Like the noble Lord, Lord Jay, I am a methane learner. I remember first discovering its importance in the late 1980s, when I talked to Sir Jack Lewis, who had been appointed by Mrs Thatcher as chair of the Royal Commission on Environmental Pollution and who later became a Member of this House. It struck me at the time that this concentration—80 times, as has been mentioned several times—was very powerful stuff. I think it is a 45% reduction that would help meet our Paris climate change target of 2030.

On the other hand, I am encouraged by some recent research. Last year, I came across something by Professor Vincent Gauci of the University of Birmingham. Apparently, microbes in tree bark in the world’s forests absorb much more methane than previously thought. Tree bark has previously been overlooked for its climate contribution. Apparently, if all the tree bark in the world was laid flat, it would cover the surface of the earth, so it represents a vast area for gas exchange between bark and atmosphere.

Scientific research these days is often about vast quantities of data generated in a wide variety of areas, of which climate change is one. Last Friday, I happened to visit the Harwell Space Cluster. Believe me, the sheer amount of data it deals with from earth observation satellites is phenomenal, as I am sure the Committee will appreciate. I make the point to my noble friend the Minister and others that it is vital to continue to collect this data. I will direct my remarks towards chapter 3 of the committee’s report, recommendation 7 and the Government’s response to it.

Ordinarily, to say something like “collect the data” would be neither unusual nor particularly interesting. However, we live in a time when things are changing. On 16 April, the US National Oceanic and Atmospheric Administration announced a whole list of datasets regarding ocean monitoring that will be removed by the middle of this month. On 23 April, the BBC reported:

“Swathes of scientific data deletions are sweeping across US government websites—with decades of health, climate change and extreme weather research at risk. Now, scientists are racing to save their work before it’s lost”.


This is a tremendously important point. I can give the Committee further examples. Apparently, somebody researching the history of the Greenland ice sheet is afraid that all the data related to it will be deleted by the American authorities one way or another. It may be that the data shows a different pattern of Greenland’s ice sheets in the past that would affect our calculation of the future.

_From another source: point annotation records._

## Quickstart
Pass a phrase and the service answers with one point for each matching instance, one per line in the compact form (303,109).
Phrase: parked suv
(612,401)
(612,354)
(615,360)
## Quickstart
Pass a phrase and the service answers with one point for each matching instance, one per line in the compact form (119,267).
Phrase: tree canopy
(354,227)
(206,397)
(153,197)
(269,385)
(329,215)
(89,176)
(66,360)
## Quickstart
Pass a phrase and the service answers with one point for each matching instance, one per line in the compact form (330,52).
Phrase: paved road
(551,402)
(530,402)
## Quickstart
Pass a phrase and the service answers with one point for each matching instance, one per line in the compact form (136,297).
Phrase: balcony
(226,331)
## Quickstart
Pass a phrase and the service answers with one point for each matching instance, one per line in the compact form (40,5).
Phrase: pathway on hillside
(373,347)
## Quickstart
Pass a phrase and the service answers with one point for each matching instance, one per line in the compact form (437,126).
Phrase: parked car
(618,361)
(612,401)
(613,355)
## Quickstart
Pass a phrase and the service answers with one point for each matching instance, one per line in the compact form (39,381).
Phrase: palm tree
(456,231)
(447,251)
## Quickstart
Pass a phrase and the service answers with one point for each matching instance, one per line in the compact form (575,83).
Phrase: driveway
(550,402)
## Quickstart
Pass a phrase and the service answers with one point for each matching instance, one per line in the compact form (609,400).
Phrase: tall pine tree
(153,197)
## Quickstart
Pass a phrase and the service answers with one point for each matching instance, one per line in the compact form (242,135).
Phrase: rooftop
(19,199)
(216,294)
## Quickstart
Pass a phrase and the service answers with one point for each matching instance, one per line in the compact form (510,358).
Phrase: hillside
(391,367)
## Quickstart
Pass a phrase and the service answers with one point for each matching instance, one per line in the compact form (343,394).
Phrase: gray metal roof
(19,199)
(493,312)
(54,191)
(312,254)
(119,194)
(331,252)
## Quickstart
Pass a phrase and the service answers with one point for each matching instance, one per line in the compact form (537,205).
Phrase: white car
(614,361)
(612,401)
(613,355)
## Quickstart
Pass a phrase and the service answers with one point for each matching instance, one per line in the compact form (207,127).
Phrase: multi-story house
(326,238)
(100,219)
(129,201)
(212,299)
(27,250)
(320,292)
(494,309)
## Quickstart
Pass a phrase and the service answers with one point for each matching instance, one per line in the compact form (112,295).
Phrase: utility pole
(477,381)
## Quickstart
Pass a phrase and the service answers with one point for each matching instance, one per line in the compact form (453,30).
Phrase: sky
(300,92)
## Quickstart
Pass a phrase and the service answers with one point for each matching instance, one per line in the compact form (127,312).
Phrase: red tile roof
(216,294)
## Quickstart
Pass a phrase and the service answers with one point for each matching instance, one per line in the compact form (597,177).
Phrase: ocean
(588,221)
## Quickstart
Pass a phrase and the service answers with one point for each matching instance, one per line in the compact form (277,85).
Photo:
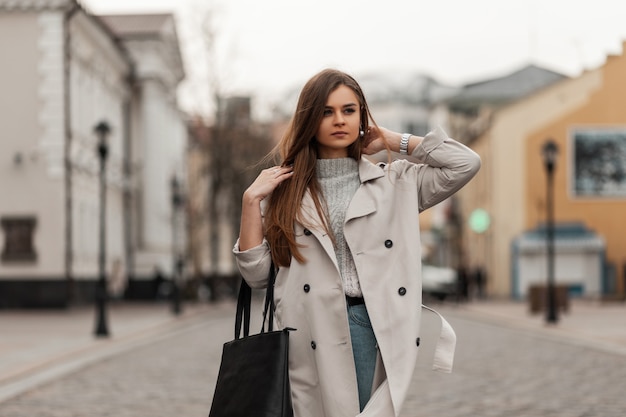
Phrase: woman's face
(340,124)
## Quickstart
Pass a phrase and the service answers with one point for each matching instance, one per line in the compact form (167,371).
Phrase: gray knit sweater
(339,180)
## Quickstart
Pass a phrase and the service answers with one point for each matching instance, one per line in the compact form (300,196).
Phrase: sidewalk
(38,346)
(590,323)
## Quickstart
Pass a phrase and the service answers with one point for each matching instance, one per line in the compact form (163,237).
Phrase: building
(69,72)
(508,197)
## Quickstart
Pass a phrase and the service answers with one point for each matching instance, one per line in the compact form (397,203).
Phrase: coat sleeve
(446,166)
(254,264)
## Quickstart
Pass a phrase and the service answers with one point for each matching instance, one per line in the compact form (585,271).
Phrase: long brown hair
(299,148)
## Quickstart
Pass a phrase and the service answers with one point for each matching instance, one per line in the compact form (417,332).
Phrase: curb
(537,329)
(75,360)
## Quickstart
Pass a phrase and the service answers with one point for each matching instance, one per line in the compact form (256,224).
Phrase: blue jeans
(364,350)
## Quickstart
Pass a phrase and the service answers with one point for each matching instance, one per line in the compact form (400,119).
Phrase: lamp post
(176,257)
(102,130)
(549,152)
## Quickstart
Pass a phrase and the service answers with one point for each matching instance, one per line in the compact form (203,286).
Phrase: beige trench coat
(382,231)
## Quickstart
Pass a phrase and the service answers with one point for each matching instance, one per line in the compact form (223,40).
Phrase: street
(498,371)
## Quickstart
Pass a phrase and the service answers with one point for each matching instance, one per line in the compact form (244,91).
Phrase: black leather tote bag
(253,380)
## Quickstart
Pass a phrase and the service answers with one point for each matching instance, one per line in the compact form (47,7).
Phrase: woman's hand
(251,229)
(266,182)
(377,139)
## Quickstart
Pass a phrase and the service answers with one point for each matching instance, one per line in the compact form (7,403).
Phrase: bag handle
(244,301)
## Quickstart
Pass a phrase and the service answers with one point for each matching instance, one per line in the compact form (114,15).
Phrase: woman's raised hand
(267,181)
(375,139)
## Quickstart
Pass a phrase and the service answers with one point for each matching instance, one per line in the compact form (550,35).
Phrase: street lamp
(177,262)
(102,130)
(549,152)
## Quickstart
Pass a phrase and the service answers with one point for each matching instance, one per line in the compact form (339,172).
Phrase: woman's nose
(339,120)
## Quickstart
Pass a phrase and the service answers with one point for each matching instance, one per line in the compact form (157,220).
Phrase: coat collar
(362,203)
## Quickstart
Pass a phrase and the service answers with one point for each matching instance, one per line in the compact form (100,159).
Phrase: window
(18,239)
(599,168)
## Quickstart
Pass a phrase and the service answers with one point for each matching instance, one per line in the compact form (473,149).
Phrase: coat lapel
(362,203)
(314,224)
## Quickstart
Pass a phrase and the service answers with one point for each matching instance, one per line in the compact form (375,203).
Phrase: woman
(344,233)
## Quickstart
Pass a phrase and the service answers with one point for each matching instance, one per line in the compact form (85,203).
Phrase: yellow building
(585,116)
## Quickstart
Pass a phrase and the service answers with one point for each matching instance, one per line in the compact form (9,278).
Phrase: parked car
(438,281)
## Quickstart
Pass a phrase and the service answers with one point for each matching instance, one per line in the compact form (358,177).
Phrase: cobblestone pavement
(499,371)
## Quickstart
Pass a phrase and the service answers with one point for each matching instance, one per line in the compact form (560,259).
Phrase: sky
(267,48)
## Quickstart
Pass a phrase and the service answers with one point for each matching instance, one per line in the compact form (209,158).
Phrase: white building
(70,71)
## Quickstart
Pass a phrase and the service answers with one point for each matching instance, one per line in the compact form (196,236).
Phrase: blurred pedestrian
(344,233)
(480,279)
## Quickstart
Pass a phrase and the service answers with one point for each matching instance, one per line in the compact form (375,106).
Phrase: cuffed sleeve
(254,263)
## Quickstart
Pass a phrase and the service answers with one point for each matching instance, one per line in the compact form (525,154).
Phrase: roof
(508,88)
(131,25)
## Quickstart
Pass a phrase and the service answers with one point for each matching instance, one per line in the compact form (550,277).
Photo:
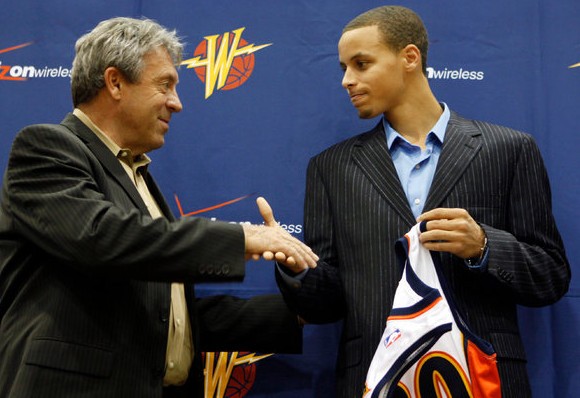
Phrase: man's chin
(366,114)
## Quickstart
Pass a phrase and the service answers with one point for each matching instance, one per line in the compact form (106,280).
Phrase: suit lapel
(106,157)
(371,154)
(461,144)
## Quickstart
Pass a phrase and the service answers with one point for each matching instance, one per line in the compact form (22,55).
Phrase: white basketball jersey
(427,350)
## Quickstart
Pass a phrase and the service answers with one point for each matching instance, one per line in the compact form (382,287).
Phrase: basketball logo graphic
(223,62)
(241,380)
(230,374)
(241,69)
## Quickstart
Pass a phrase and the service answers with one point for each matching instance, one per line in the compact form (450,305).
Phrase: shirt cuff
(481,264)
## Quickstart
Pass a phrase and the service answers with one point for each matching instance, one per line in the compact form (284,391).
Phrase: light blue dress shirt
(416,167)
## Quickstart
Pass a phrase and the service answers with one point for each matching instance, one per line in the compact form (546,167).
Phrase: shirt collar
(122,154)
(438,129)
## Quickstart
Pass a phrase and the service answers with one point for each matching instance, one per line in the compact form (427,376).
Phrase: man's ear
(113,82)
(412,57)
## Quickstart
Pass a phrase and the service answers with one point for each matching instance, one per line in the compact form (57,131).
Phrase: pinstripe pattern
(355,210)
(84,298)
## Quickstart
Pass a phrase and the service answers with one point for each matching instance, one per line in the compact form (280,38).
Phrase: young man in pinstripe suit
(482,189)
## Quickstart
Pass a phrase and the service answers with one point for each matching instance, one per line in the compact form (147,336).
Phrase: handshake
(273,242)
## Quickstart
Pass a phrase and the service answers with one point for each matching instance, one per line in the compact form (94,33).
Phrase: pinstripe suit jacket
(85,272)
(356,209)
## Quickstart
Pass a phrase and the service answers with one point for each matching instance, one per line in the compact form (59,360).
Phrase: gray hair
(122,43)
(399,27)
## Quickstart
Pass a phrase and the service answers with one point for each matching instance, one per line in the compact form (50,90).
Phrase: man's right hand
(273,242)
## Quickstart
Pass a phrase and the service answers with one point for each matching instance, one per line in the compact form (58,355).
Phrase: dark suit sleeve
(61,198)
(529,260)
(260,324)
(319,296)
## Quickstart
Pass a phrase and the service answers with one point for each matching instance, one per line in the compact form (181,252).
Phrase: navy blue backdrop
(249,127)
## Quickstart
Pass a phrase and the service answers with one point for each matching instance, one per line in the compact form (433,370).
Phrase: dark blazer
(85,272)
(356,209)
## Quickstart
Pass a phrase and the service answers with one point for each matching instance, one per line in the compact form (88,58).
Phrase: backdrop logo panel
(223,62)
(17,72)
(454,74)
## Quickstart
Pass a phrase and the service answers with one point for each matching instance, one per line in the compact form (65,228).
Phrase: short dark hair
(399,27)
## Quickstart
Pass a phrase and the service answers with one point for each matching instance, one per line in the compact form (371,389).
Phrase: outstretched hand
(272,242)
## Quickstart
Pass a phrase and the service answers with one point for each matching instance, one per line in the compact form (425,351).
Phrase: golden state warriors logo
(230,375)
(223,62)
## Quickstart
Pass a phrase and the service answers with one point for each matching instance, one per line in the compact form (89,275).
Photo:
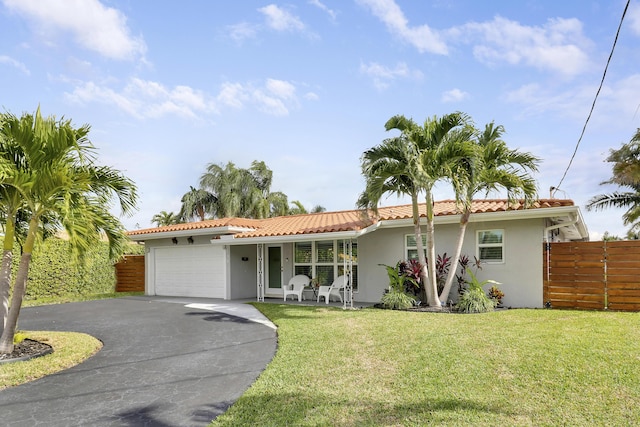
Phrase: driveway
(165,362)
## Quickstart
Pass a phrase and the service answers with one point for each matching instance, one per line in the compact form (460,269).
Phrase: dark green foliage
(397,300)
(475,301)
(53,273)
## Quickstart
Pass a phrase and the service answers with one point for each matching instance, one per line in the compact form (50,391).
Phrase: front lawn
(390,368)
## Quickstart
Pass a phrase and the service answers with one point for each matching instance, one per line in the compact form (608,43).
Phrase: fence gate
(130,274)
(592,275)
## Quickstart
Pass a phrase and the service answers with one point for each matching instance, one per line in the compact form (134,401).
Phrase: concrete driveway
(165,362)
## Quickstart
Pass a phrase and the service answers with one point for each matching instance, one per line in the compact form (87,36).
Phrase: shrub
(52,272)
(475,301)
(397,300)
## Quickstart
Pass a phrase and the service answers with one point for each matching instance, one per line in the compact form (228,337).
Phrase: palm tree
(243,193)
(165,218)
(492,166)
(55,174)
(297,209)
(412,164)
(195,204)
(626,174)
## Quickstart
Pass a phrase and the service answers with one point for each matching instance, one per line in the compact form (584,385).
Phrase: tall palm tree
(419,158)
(165,218)
(392,167)
(626,174)
(492,166)
(59,179)
(195,204)
(243,192)
(297,209)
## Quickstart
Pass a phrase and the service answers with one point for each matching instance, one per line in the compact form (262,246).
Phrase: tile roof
(353,220)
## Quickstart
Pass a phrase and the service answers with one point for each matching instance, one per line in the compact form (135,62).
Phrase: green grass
(61,299)
(69,349)
(388,368)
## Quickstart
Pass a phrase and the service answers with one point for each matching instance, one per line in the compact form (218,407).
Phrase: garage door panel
(192,271)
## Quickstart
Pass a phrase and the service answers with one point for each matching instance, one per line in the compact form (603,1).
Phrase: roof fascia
(216,231)
(339,235)
(492,216)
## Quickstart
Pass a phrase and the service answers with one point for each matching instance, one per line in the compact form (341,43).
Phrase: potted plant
(496,295)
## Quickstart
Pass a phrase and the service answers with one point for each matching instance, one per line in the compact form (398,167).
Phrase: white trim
(491,245)
(192,232)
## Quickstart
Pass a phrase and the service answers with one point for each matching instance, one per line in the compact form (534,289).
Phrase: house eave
(556,215)
(337,235)
(213,231)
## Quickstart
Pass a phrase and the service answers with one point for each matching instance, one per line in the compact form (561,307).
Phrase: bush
(474,300)
(52,272)
(397,300)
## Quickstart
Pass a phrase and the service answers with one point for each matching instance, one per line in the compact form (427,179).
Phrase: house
(237,258)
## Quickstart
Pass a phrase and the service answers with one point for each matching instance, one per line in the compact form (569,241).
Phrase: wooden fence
(592,275)
(130,274)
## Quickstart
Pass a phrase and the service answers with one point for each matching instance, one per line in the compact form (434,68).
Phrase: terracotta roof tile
(198,225)
(328,222)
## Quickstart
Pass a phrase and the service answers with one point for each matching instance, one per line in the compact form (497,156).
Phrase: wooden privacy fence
(592,275)
(130,274)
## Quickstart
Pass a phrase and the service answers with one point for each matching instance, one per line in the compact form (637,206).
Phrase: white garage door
(190,271)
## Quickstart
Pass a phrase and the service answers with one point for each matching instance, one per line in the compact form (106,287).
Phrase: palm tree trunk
(433,300)
(5,270)
(422,259)
(19,288)
(464,220)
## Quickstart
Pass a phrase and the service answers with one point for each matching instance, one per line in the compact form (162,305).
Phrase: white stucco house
(237,258)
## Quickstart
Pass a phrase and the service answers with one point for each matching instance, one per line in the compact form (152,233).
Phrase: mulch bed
(25,350)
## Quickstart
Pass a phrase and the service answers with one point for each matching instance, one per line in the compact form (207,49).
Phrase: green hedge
(52,272)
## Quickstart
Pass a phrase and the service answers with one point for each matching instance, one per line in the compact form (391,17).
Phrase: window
(411,249)
(324,260)
(490,244)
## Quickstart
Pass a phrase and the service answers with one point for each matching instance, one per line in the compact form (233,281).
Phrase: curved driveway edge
(165,362)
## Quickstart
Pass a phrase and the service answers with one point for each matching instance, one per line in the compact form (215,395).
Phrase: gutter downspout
(547,243)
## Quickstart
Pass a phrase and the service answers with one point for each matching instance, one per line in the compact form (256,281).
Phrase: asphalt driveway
(165,362)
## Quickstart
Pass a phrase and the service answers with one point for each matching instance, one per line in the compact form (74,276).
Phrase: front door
(274,270)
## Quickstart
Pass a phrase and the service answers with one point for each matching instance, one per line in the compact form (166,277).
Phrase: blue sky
(169,87)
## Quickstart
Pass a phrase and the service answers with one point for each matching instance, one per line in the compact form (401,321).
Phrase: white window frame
(336,264)
(408,248)
(491,245)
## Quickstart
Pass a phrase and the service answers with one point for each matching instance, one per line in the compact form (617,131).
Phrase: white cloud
(146,99)
(275,97)
(281,89)
(616,104)
(311,96)
(14,63)
(559,45)
(634,17)
(317,3)
(94,26)
(454,95)
(383,76)
(280,19)
(242,31)
(422,38)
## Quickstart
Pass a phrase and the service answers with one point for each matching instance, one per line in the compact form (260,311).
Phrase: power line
(584,128)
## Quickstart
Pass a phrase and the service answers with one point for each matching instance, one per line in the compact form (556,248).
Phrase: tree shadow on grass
(313,409)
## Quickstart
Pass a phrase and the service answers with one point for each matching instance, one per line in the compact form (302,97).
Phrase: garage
(190,271)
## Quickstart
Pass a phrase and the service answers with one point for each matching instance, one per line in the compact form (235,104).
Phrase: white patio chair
(295,286)
(333,290)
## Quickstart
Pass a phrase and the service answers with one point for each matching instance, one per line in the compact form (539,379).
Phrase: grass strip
(62,299)
(390,368)
(69,349)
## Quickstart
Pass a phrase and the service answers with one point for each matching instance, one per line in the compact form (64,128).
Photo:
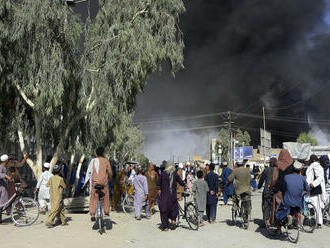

My time is almost up, so my plea to my noble friend the Minister is that, when he takes part in discussions with other countries on behalf of the British Government—I believe there is a UNFCCC conference in June 2027 on the horizon—he will do everything he can to ensure that we continue to collect the data without which debates like this are not possible and without which we cannot measure and make the progress we need to make on climate change.